Housing situation and outcomes

Outcomes presented here highlight the changes in clients’ housing situation at the start and end of support. That is, the place they were residing before and after they were supported by a SHS agency. The information presented is limited only to clients who have stopped receiving support during the financial year, and who were no longer receiving ongoing support from a SHS agency. In particular, information on client housing situations at the start of their first period of support during 2021–22 is compared with the end of their last period of support in 2021–22. As such, this information does not cover any changes to their housing situation during their support period.

While overall housing outcomes generally reflect trends towards more favourable housing, experiences of homelessness, particularly rough sleeping, were more common for clients with problematic drug and/or alcohol use both at the start and end of SHS support compared with other client groups.

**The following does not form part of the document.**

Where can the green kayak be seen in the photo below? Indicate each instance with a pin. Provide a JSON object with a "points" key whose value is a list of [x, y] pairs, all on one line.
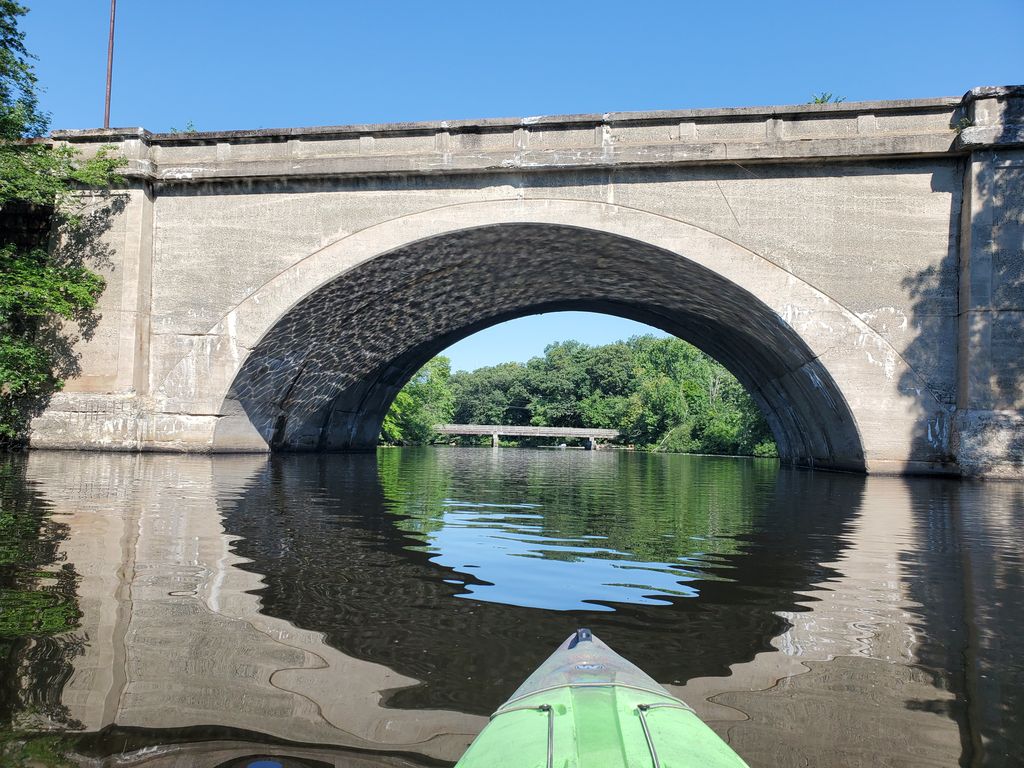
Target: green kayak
{"points": [[587, 707]]}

For people with problematic drug and/or alcohol use in 2021–22, over half (59% or 7,900 clients) were experiencing homelessness at the start of support; nearly 2,300 (17%) had no shelter or were in an improvised/inadequate dwelling. By the end of support, 51% of clients were housed (Supplementary table SUB.3).

Figure SUB.4: Housing situation for clients with problematic drug or alcohol issues with closed support, 2021–22

This interactive Sankey diagram shows the housing situation (including rough sleeping, couch surfing, short term accommodation, public/community housing, private housing and Institutional settings) of clients with problematic drug and/or alcohol use with closed support periods at first presentation and at the end of support. The diagram shows clients’ housing situation journey from start to end of support. Most started and ended support experiencing homelessness, in short term accommodation.